I also remember noticing something that first night in the park that was striking, the Milky Way! Stars shine brighter in Quetico than in most parks I visit. Thanks to efforts by park staff, Quetico is officially designated as an “International Dark Sky Park” by the International Dark-Sky Association. It’s said that the light levels in the park at night are what you’d expect to see if you had visited the area 200 years ago; I’d believe it.

Stars are the not only thing that harken back to an earlier time in the park. There are marks on some trees from the collection of pine sap used in making birch bark canoes, and lakes with rock walls covered in indigenous pictographs. Ancestors of the Anishinaabe people painted those rocks, and their descendants still call Quetico home, actively partnering with park staff in its management.

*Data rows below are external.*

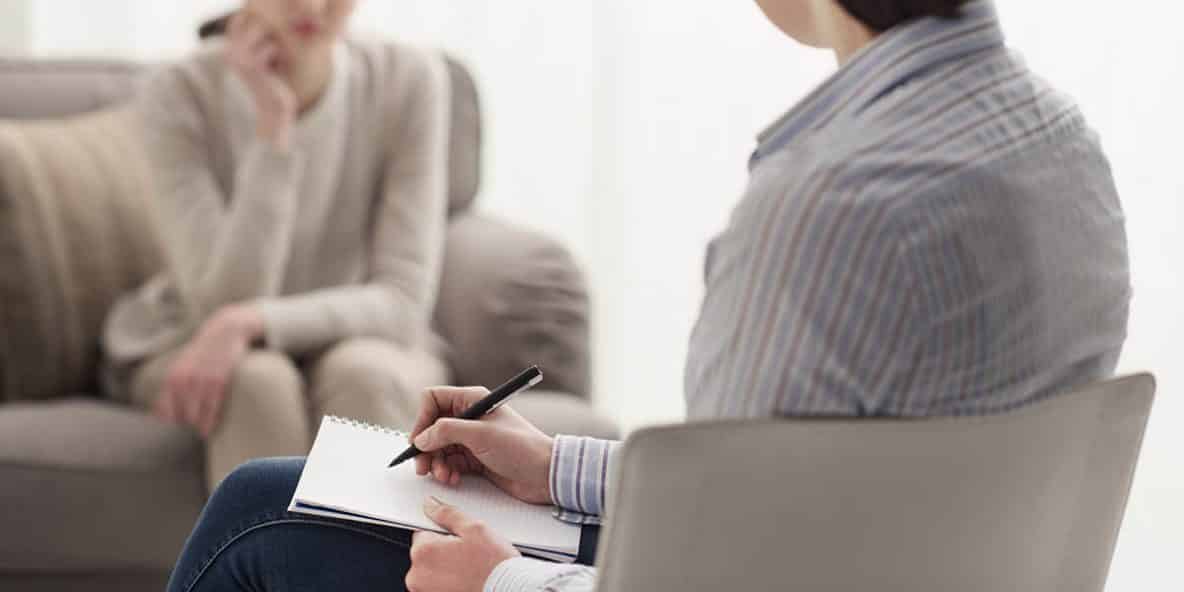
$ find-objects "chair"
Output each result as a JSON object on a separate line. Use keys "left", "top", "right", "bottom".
{"left": 594, "top": 374, "right": 1155, "bottom": 592}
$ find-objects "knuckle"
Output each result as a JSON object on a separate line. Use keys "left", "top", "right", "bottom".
{"left": 435, "top": 505, "right": 458, "bottom": 523}
{"left": 409, "top": 543, "right": 427, "bottom": 563}
{"left": 463, "top": 522, "right": 489, "bottom": 538}
{"left": 434, "top": 419, "right": 456, "bottom": 438}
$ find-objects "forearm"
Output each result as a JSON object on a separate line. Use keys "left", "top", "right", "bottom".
{"left": 485, "top": 558, "right": 598, "bottom": 592}
{"left": 184, "top": 142, "right": 304, "bottom": 319}
{"left": 256, "top": 281, "right": 432, "bottom": 354}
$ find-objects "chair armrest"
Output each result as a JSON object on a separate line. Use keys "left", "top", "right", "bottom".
{"left": 435, "top": 213, "right": 591, "bottom": 398}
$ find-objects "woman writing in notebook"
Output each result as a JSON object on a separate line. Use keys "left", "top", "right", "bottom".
{"left": 162, "top": 0, "right": 1131, "bottom": 591}
{"left": 101, "top": 0, "right": 451, "bottom": 490}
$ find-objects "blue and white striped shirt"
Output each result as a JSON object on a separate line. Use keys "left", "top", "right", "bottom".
{"left": 487, "top": 2, "right": 1130, "bottom": 590}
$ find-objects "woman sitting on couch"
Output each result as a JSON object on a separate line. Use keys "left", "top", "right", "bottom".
{"left": 101, "top": 0, "right": 452, "bottom": 490}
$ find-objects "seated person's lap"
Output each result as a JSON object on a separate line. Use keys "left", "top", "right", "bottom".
{"left": 168, "top": 458, "right": 414, "bottom": 592}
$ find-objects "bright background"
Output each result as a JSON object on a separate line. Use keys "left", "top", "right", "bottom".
{"left": 1, "top": 1, "right": 1180, "bottom": 589}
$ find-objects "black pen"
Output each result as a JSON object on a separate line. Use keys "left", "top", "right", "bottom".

Other differences in Quetico I noticed were more subtle, but every bit as important: fewer people; clarity of water; and an incredible abundance of fish and wildlife. On my first day alone I saw two Moose, a Beaver maintaining a dam, several curious River Otters, and more Bald Eagles than I cared to count.

A healthy park like this, especially one so large, is obviously no accident. Rules and regulations help, but people make the difference. I’ve been to Quetico three years in a row now and I’ve met people who work there. There is a passion and a pride for this park that seems rare to me. You see it in the eyes of the park staff that greet you upon arrival; you hear it in the voices of the workers who maintain the portages, and those that patrol the park; you can even pick it up off the shelves of the library in the main park building, whose books celebrate Quetico’s history and its heroes of days past.

While I discovered it late in my life, I’ve come to understand just what a treasure we have in Quetico, and how important it is to preserve it for future generations. Everyone should have the opportunity to experience the sounds of Loons at night without motor boats drowning them out, or enjoy fresh water from a stream without fear of contamination from mine tailings or chemicals used in clear cutting.

As a photographer, I enjoy capturing and sharing images of Quetico which I hope will inspire others to visit the park and learn of its riches as I have; it’s what brings me back. The more people that visit and appreciate Quetico, the more pressure and resources there will be to see it continue to be protected now and into the future!